Temporally Coherent Stable Diffusion Videos via a Video Codec Approach

VideoControlNet

About the author

Martin Anderson

Martin Anderson

I'm Martin Anderson, a writer occupied exclusively with machine learning, artificial intelligence, big data, and closely-related topics, with an emphasis on image synthesis, computer vision, and NLP.

Share This Post

New research from China has used the well-established precepts of video frame encoding as a central approach to a new method for creating Stable Diffusion videos that are temporally consistent (i.e., that do not show jarring changes throughout the video).
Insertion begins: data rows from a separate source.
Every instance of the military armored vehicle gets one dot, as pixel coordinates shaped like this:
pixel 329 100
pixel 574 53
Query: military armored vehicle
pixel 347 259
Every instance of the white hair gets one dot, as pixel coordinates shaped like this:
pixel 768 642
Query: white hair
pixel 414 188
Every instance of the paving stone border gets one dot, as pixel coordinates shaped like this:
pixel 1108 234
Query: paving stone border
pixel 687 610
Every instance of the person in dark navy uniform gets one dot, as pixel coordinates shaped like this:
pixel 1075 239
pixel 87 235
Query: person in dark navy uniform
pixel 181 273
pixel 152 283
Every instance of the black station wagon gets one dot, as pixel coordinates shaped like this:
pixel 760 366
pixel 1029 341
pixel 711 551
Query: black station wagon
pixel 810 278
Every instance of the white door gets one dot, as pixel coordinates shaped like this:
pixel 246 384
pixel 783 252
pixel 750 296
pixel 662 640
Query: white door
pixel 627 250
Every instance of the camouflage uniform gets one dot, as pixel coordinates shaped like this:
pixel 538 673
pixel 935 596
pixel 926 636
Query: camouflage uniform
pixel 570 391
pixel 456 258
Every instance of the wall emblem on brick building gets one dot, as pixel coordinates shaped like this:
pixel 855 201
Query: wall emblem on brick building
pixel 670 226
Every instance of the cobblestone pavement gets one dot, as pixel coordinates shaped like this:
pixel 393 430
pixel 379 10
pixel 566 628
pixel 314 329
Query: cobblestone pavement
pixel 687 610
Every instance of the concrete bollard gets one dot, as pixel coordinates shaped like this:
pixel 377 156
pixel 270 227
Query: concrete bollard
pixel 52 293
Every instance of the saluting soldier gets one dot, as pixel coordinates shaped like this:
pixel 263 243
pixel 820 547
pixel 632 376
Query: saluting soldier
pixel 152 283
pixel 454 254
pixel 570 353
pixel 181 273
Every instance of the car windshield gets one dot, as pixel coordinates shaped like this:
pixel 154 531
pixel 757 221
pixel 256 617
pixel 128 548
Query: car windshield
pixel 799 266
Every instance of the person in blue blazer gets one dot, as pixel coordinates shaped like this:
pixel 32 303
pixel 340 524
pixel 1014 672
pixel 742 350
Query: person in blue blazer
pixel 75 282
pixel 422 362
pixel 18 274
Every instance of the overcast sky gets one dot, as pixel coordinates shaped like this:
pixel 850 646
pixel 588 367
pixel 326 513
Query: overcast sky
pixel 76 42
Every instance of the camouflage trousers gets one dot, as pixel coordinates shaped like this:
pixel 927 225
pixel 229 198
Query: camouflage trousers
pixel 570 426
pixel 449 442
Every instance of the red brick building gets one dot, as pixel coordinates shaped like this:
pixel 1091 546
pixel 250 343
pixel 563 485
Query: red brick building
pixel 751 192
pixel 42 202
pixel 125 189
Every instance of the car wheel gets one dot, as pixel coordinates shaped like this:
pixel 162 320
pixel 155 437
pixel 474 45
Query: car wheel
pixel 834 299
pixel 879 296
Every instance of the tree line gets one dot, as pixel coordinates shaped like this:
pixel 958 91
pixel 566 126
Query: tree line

By using the principles behind video compression as a central tenet of a new architecture, VideoControlNet is able to greatly improve on the state of the art in Stable Diffusion video generation. Click on full-screen button for better detail. Source: https://vcg-aigc.github.io/

Featuring a complex and comprehensive range of demonstration videos at the project page, the new system, dubbed VideoControlNet, imposes a diffusion pipeline on the traditional creation of I-frames (sometimes known as key-frames), P-Frames and B-Frames, so that the framework has a series of ‘tent-pole’ or pivotal frames (the I-Frames, and, to a lesser extent, the P-frames) between which to interpolate.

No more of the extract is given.